8. It does the same for the `llm_solver`, but also includes an API flag in the command line arguments.

9. Finally, it prints the command line arguments.

This script is likely part of a larger project where the performance of the `random_solver` and `llm_solver` are being compared. The solvers are probably algorithms for solving a word puzzle, and the experiment is run multiple times for different words to get a robust measure of their performance.

### `src/experiment_analysis.ipynb`

Analyses the results of the experiment with 10 words, 10 trials each.
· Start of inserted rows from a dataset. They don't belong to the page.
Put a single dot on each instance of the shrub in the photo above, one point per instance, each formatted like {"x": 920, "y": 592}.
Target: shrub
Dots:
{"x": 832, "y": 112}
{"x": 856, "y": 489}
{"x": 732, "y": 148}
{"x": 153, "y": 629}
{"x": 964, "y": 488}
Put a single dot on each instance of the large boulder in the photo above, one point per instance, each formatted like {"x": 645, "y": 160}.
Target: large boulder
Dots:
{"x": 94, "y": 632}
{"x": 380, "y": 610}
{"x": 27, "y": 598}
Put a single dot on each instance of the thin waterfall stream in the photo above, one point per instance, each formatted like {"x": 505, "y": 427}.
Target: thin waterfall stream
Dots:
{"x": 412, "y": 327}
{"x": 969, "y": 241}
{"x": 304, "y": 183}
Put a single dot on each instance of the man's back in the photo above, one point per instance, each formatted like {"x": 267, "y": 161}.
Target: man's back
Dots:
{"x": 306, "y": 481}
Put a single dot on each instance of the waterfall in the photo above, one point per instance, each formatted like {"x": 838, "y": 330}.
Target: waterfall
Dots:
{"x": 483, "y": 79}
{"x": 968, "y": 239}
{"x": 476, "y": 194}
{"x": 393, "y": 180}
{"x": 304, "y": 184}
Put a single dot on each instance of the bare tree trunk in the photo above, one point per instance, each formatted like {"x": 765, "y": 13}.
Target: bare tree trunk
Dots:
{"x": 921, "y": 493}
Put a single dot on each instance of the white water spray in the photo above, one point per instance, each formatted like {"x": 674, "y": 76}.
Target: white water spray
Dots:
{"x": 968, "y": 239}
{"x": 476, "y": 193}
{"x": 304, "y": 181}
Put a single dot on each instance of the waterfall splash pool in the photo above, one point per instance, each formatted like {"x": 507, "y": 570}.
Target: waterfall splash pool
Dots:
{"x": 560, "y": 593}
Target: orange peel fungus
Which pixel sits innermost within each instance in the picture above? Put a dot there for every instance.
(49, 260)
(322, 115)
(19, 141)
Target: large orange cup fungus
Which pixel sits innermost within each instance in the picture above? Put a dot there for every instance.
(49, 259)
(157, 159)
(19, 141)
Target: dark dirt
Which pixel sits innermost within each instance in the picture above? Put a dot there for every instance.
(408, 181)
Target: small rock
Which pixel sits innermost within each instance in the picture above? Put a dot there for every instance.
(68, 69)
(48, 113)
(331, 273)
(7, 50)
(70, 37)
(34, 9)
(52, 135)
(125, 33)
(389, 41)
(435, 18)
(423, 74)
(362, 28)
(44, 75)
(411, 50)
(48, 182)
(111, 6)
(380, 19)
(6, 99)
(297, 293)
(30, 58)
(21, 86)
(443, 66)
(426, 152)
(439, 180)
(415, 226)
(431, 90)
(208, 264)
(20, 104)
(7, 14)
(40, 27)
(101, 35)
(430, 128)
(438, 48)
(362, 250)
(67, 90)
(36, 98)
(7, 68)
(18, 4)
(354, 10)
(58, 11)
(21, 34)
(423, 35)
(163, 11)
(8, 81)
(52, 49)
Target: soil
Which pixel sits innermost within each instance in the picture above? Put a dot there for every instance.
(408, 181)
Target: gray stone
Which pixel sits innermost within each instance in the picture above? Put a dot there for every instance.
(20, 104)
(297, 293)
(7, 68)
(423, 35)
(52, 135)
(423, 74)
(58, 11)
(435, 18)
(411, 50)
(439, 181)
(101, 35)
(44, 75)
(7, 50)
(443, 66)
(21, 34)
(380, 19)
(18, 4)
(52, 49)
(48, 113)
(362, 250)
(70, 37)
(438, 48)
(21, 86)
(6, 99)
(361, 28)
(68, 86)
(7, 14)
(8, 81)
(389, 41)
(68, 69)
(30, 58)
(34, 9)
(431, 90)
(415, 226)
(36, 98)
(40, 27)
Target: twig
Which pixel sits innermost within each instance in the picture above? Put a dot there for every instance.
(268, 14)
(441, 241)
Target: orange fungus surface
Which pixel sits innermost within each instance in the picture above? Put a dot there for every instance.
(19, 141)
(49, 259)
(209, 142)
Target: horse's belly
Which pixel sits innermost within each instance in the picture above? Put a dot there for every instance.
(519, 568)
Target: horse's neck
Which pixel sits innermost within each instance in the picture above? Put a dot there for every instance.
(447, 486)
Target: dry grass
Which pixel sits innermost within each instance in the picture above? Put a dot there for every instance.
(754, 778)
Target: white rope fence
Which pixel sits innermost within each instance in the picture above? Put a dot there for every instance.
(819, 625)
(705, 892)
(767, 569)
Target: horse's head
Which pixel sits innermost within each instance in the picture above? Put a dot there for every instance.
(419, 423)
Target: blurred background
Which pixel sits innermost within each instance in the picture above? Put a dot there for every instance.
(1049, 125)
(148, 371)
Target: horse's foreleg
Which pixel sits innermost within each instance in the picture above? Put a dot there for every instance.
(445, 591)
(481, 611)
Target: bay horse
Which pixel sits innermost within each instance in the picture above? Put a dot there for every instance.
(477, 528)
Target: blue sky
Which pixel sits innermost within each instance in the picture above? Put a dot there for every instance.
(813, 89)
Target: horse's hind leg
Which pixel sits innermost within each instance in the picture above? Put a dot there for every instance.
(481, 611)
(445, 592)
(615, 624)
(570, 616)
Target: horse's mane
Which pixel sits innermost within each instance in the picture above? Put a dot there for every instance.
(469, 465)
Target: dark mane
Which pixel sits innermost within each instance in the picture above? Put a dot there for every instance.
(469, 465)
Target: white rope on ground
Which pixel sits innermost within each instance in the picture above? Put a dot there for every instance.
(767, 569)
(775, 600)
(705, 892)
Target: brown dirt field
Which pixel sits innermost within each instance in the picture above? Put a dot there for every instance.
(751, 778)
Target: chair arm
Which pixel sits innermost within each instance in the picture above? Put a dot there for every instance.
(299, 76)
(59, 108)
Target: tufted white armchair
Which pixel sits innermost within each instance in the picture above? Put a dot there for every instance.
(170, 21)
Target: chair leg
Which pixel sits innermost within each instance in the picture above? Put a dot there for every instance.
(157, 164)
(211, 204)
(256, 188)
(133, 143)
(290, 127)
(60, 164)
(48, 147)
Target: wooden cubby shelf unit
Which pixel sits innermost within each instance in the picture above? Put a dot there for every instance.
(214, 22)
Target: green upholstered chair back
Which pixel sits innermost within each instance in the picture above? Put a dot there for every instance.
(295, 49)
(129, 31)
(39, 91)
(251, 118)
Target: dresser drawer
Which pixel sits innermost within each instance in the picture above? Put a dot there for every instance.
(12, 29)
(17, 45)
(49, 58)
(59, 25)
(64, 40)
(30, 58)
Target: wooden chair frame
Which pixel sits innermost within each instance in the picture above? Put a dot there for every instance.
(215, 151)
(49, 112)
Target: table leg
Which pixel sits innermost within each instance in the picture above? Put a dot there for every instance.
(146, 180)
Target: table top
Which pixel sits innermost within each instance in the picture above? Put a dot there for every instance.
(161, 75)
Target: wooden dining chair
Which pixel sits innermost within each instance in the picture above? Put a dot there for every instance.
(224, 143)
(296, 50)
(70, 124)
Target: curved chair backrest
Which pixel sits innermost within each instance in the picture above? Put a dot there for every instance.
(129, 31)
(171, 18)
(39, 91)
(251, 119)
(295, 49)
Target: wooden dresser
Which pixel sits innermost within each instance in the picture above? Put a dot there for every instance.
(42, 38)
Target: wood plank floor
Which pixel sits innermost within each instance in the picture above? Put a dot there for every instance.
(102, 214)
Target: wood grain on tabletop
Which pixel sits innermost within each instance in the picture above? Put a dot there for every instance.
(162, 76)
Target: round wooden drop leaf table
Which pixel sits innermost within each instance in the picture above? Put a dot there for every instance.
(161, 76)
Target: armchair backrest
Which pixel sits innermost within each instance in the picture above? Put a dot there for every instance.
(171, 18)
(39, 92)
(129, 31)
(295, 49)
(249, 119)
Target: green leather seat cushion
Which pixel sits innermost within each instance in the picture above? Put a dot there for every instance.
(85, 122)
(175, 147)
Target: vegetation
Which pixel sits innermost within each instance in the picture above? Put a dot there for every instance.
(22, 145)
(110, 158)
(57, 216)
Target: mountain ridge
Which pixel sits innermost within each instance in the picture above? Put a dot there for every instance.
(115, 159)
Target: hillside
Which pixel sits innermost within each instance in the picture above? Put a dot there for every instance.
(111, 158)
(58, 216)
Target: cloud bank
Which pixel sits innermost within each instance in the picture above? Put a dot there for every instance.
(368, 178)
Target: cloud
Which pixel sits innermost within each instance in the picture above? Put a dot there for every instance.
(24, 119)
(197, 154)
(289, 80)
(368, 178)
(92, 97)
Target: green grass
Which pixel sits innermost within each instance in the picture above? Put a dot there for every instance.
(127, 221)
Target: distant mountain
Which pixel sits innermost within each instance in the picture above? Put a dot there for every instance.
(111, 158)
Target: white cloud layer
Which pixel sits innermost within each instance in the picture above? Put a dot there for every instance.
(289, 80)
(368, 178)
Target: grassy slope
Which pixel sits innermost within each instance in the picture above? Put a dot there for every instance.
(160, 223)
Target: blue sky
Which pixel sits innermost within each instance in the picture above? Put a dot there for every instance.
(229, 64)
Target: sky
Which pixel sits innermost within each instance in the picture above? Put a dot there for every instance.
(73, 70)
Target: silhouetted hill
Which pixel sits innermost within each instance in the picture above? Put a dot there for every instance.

### `src/experiment_analysis_100_words.ipynb`

Analyses the results of the experiment with 100 words.

## Observations:

### Hallucination
Example of LLM hallucinating on the explanation.

**Prompt**:
```
Solve the puzzle by guessing a five-letter word using these clues.

If more than one word meets the criteria, select the word that is more common. Provide step-by-step instructions for how you arrived at the selected word. When writing the instructions, do not list words. Return only a json structure with the key 'recommendation' for the recommended word and 'explanation' for your explantion.
List of candidate words:
biddy
butin
didus
dungs
filly
flogs
flook
gibby
gully
gusty
hondo
immun
josip
jotty
judos
lusts
mommy
nobut
nould
numud
shots
sifts
sugis
undid
uninn
```

**LLM Response**:

```json
{
"recommendation": "gusty",
"explanation": "The first step is to eliminate words that have repeating letters, as Wordle only uses words with unique letters. This eliminates 'biddy', 'didus', 'filly', 'flogs', 'gibby', 'mommy', 'nobut', 'nould', 'numud', 'shots', 'sifts', 'sugis', and 'undid'. The next step is to eliminate words that contain less common letters, such as 'j', 'z', 'x', 'q', and 'v'. This eliminates 'josip' and 'jotty'. The remaining words are 'butin', 'dungs', 'flook', 'gully', 'gusty', 'hondo', 'judos', 'lusts', and 'uninn'. Among these, 'gusty' is the most common word, making it the best guess."
}
```
Repeated letters are allowed in Wordle.

### Inconsistent LLM explanations

```json
{
"recommendation": "shake",
"explanation": "The first step is to eliminate words that have uncommon letters or combinations. 'Seave', 'soave', 'suave', and 'swage' are eliminated because 'ea', 'oa', 'ua', and 'wa' are less common in English words. 'Shane' and 'snake' are eliminated because 'ane' and 'ake' are less common endings than 'ake'. This leaves 'shake' and 'shave'. 'Shake' is chosen because it is a more common word than 'shave'."
}
```

The reason for eliminating 'ake' is inconsistent.

### Over-prompting

```text
Solve the puzzle by guessing a five-letter word using these clues.
Remove words from consideration that contain these letters: 'c', 'u', 'h', 'n', 's', 'd',
'i', 'p', 'l', 't'.
Words must contain these letters in the following positions: 'e' in the second, 'a' in the fifth.
Words must contain these letters with the position restrictions: 'a' must not be in the first position,
'e' must not be in the third position, 'r' must not be in the third position,
'a' must not be in the third position, 'e' must not be in the fourth position.
If more than one word meets the criteria, select the word that is more common. Provide step-by-step
instructions for how you arrived at the selected word. When writing the instructions, do not list words.
Return only a json structure with the key 'recommendation' for the recommended word and 'explanation'
for your explantion.
List of candidate words:
bemba
gemma
regga
regma
zebra
```

These instructions were already taken care of by regex filtering of the source word list.
```text
Remove words from consideration that contain these letters: 'c', 'u', 'h', 'n', 's', 'd',
'i', 'p', 'l', 't'.
Words must contain these letters in the following positions: 'e' in the second, 'a' in the fifth.
Words must contain these letters with the position restrictions: 'a' must not be in the first position,
'e' must not be in the third position, 'r' must not be in the third position,
'a' must not be in the third position, 'e' must not be in the fourth position.
```

Afer removing the extraneous instructions the quality of recommended word appears to be improved. More testing is needed to quantify this, e.g., compared to random guessing.